Le carte napoletane sono rinomate in tutto il mondo e gli appassionati di scopone, rubamazzo, tressette, asso pigliatutto e briscola avranno senz'altro avuto modo di interfacciarsi con questi splendidi mazzi che sin dalla loro creazione conservano un'aura quasi mistica collegata all'uso di utilizzare le carte anche per motivi esoterici e di predizione del futuro.
Sono note ai più le influenze arabe che i i disegni e i simboli posti sulle carte napoletane tramandano, un rimando ad un passato medievale fatto di scambi e scontri tra cultura araba e cultura europea quando i crociati iniziarono ad importare nelle loro terre d'origine questo passatempo mentre in Spagna l'uso delle carte risulta più antico.

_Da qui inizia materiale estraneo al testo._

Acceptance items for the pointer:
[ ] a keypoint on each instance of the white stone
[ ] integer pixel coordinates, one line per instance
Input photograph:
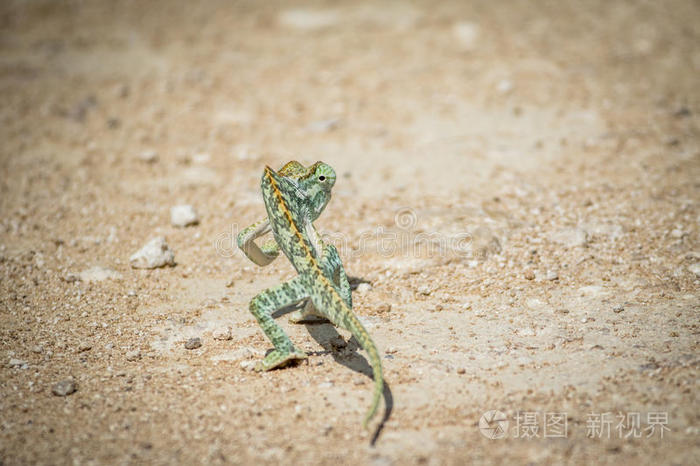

I califfati islamici sorti nel sud della penisola iberica nell'alto medioevo conosciuta come al-Andalus, da cui deriva la moderna connotazione topografica dell'Andalusia, traghettarono infatti nelle loro corti l'uso di giocare a carte e prima degli altri europei gli spagnoli iniziarono a fraternizzare con i mazzi arabi diffondendo così, sin dagli albori della loro dominazione nel Sud Italia, l'abitudine di intrattenersi con i naibbi o naibi (così venivano chiamate le carte agli albori della loro diffusione a Napoli e nel resto d'Italia).

Nonostante negli ultimi anni l'ascesa dei casinò online traghettata senz'altro dalla quasi capillare diffusione di smartphone, tablet e pc, abbia portato diversi giocatori a seguire la loro passione per le carte sul web invece che dal vivo, i giochi con le carte napoletane mantengono la loro popolarità anche tra i più giovani. Del resto Napoli è in qualche modo la patria italiana delle carte e le napoletane sono incise nel DNA dei cittadini che vivono all'ombra del Vesuvio.
Si pensi che durante il vicereame spagnolo gli aragonesi erano capaci di raccogliere dai napoletani ricchi introiti derivati dalla produzione di mazzi di carte dovuti alla tassa di un carlino per ogni paio di carte da gioco prodotto. Nella seconda metà del XVI secolo a Napoli si vendevano 42.000 carte all'anno e 58.000 mila in tutto il regno segno della popolarità di questo genere di intrattenimenti nella capitale del Regno.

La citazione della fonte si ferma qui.